- Cast of Daddy's Girls Season 2 - (From left to right): Brian, Jessica, Lynn, Vanessa, and Angela.
- Genre: Reality
- Created by: Jason A. Carbone Joseph Simmons
- Starring: Vanessa Simmons Angela Simmons
- Country of origin: United States
- No. of seasons: 2
- No. of episodes: 16

Production
- Executive producers: Jacquelyn French; Jason A. Carbone; Joey Simmons; Liz Gateley; Nick Lee; Rob Cornick; Sean Combs;
- Running time: 21 minutes
- Production companies: Bad Boy World Wide Entertainment Group; Good Clean Fun;

Original release
- Network: MTV
- Release: January 5 – September 22, 2009

Related
- Run's House

= Daddy's Girls (2009 TV series) =

American reality television series

Daddy's Girls is an American reality television series on MTV. The series debuted on January 5, 2009 with the second season premiering on August 11, 2009. The series follows Vanessa and Angela Simmons (oldest daughters of Joseph Simmons a.k.a. Rev Run), along with friends and family, as they start their new business and lives in Los Angeles.
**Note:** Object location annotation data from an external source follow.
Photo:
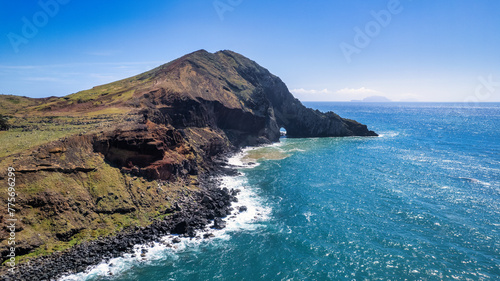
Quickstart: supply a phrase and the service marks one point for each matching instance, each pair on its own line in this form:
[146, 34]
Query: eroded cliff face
[231, 92]
[180, 119]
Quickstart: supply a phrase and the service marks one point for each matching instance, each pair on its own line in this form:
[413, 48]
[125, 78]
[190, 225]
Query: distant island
[127, 162]
[373, 99]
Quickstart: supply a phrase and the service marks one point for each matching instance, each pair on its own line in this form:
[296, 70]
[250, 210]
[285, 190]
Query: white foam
[248, 220]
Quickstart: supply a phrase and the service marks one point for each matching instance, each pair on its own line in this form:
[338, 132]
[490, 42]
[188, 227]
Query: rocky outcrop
[182, 119]
[228, 91]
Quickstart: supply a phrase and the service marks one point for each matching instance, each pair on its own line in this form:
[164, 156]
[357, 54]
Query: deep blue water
[420, 202]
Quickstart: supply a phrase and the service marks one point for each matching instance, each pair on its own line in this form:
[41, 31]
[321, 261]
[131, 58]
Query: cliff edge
[132, 153]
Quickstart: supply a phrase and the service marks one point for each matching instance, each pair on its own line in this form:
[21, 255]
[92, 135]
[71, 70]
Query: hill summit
[131, 159]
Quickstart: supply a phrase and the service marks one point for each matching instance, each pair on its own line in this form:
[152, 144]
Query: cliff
[101, 161]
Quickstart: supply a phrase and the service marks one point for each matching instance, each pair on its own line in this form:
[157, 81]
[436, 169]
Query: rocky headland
[125, 163]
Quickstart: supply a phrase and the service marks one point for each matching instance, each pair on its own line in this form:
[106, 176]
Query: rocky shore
[140, 152]
[196, 211]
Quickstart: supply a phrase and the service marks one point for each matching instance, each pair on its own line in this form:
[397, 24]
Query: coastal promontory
[134, 158]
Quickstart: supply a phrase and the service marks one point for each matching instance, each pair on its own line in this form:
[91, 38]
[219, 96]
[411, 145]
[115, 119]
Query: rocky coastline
[93, 189]
[191, 213]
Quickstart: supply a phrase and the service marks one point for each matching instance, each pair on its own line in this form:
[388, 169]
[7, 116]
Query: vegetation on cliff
[96, 162]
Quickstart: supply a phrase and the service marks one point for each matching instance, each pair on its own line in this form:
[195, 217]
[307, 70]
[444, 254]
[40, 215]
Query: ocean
[419, 202]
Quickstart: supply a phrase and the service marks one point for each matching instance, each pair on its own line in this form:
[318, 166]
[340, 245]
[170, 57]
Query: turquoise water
[420, 202]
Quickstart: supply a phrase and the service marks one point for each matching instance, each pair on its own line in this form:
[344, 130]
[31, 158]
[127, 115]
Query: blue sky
[323, 50]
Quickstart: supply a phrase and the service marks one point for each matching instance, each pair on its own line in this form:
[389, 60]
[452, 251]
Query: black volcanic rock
[173, 129]
[233, 93]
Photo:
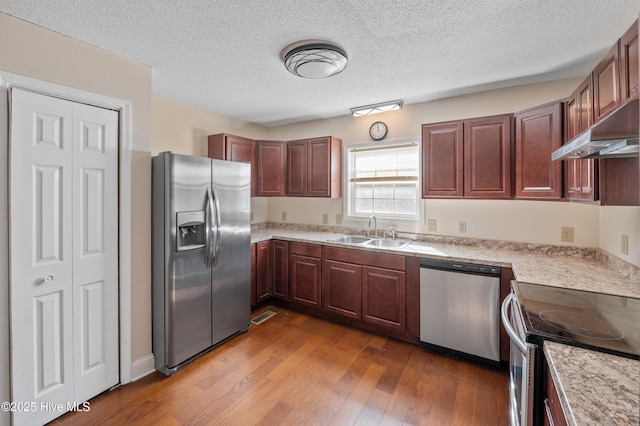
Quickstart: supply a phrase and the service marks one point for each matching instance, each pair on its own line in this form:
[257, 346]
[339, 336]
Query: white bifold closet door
[63, 254]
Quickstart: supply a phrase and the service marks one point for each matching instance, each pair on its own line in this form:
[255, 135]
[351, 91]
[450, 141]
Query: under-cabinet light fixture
[376, 108]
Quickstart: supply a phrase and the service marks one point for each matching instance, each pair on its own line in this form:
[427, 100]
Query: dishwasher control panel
[470, 268]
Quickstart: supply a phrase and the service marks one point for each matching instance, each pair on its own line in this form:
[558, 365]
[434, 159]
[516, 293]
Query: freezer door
[186, 286]
[231, 283]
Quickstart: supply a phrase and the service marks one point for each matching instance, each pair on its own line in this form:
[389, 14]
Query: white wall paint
[613, 223]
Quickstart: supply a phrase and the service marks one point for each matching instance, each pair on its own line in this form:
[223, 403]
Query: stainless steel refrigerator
[201, 282]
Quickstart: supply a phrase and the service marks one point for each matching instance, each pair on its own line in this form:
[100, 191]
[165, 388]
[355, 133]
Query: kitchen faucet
[375, 225]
The series is a spin-off of the series Run's House.

==Cast==
- Angela Simmons
- Vanessa Simmons
- Rev Run
- Justine Simmons
- "JoJo" Simmons
- Diggy Simmons
- "Russy" Simmons
- Miley Simmons
- LynnQuinEtta James
- Mike Wayans (season 2)

==Episodes==
===Series overview===

| Season | Episodes |  | Originally released |  |
| First released | Last released |
| 1 | 7 |  | January 5, 2009 | February 16, 2009 |
| 2 | 8 |  | August 11, 2009 | September 22, 2009 |

===Season 1 (2009)===

| No. overall | No. in season | Title | Original release date |
| - | - | "Launch Special" | December 28, 2008 |
| 1 | 1 | "New Beginnings" | January 5, 2009 |
Angela is trying to get over her break up with Terry Kennedy.
| 2 | 2 | "Sherlock Homey" | January 12, 2009 |
Angela and Vanessa try to catch Alycia in the act, but Jessica intervenes.
| 3 | 3 | "Have Your Pastry And Eat It Too" | January 19, 2009 |
Vanessa and Angela get a job offer to host an LA party.
| 4 | 4 | "Rev's Angels" | January 26, 2009 |
Angela wants a motorcycle; Vanessa goes speed dating to rehearse for a film.
| 5 | 5 | "Birthday Presence" | February 2, 2009 |
Angela and Vanessa have trouble balancing work and family; Jessica and Alycia consider interviewing for an assistant.
| 6 | 6 | "Keepin' It Real Estate" | February 9, 2009 |
The girls look for a house, and Jessica deals with her "self issues."
| 7 | 7 | "Pastry Party: The Best Of Daddy's Girls" | February 16, 2009 |

===Season 2 (2009)===

| No. overall | No. in season | Title | Original release date |
| 8 | 1 | "Movin' On Up" | August 11, 2009 |
Vanessa and Angela move into their new house in Beverly Hills. The good times hit a few snags when Angela deceives Vanessa into letting her friend Danielle move in.
| 9 | 2 | "In The Dawg House" | August 11, 2009 |
Danielle wants to bring a dog into the house so Angela brings her to an animal shelter. Once she is there she adopts a cat. Vanessa becomes extremely angry because her boyfriend is allergic to cats. Meanwhile, Jessica helps Brian win money in a basketball game.
| 10 | 3 | "Bummer Camp" | August 18, 2009 |
Vanessa, Angela, Lynn and Shawna decide to go camping for the weekend. While they're away, Jess and Danielle get into an argument that prompts Danielle to head back to New York.
| 11 | 4 | "Mousewarming Party" | August 25, 2009 |
Angela, Vanessa and Jessica throw a housewarming party, and everything's great until they discover the house is infested with mice! Angela freaks out and threatens to leave the house forever, so Vanessa and Jessica quickly track down an exterminator.
| 12 | 5 | "Model Behavior" | September 1, 2009 |
Vanessa and Angela cast models for their fashion show. Lynn wants to be involved, but she's been unreliable in the past, and Vanessa doesn't want to make the same mistake twice.
| 13 | 6 | "Turning The Tables" | September 8, 2009 |
Angela wants to be a DJ, but ends up biting off more than she can chew. So the others decide to teach her a lesson.
| 14 | 7 | "Hoop-LA" | September 15, 2009 |
A promotional interview is canceled on Angela and Vanessa. Later, Jessica has a crush on one of the guys at her weekly pickup game.
| 15 | 8 | "What's In Store" | September 22, 2009 |
Exciting life opportunities may split up the ladies and put their retail store in jeopardy. Meanwhile, Rev bonds with Vanessa's boyfriend.